Helena Kalusová (née Šobotová)
Helena Kalusová (née Šobotová)
zdroj: archiv pamětnice

Helena Kalusová, her maiden name Šobotová, was born on 10 January 1948 in Hradečná (since 1960 Nová Hradečná). While her mother Anna comes from a nationally mixed marriage between Czech and German, her father Milan Šobota is of Serbian origin. The father comes from the village of Laktaši in today‘s Serbian countryside in Bosnia and Herzegovina. As a pilot of the Yugoslav army participated in battles with Hitler‘s Germany. He was captured in April 1941. He was then transported to agricultural work in the Sudetenland, where he met his future wife.
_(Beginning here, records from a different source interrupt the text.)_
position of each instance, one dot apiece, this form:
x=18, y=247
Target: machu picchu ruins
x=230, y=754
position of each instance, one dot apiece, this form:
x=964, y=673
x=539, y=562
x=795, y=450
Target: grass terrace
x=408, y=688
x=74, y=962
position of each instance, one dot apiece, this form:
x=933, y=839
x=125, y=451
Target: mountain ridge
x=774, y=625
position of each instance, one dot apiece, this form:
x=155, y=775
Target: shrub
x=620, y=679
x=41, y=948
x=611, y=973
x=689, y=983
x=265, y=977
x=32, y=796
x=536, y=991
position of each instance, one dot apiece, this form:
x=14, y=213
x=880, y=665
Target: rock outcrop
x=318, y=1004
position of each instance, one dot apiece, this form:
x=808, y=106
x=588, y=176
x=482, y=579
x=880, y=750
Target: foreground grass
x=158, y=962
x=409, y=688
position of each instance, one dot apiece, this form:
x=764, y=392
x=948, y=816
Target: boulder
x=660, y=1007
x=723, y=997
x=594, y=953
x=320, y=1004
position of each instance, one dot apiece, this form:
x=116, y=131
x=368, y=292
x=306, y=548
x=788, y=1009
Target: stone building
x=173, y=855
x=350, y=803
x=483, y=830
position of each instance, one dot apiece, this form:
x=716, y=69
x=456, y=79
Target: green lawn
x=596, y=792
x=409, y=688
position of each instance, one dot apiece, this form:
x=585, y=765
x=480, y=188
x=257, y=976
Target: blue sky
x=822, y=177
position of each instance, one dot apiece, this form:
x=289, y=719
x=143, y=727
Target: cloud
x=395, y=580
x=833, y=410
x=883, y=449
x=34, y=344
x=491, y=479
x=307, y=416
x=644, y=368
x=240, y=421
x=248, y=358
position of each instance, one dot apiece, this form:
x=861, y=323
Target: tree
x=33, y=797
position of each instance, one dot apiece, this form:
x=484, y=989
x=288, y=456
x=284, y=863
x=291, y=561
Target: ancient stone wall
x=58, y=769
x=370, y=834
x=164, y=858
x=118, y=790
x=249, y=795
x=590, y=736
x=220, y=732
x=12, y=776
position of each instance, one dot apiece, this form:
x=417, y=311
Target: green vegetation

The family then lived in Hradec, where after 1948 his father became a member of the anti-communist resistance organization named the White Legion. In July 1954 he was arrested and subsequently sentenced to 17 years in prison by the Regional Court in Olomouc. He had to leave his four children aged five to nine at home. Then he went through correctional labor camps at uranium mines near Příbram. After more than nine years he was released on October 31, 1963. He did not see his children growing up; they could visit him only once a year in prison. In the end, despite the bad cadre assessment, and thanks to the support of the teacher, Helena got to the secondary school of education in Přerov. Then she worked as a governess in the after-school club. In 1968 she married Karel Kalus, with whom she later had two children. In 2018 she still lived in Nová Hradečná.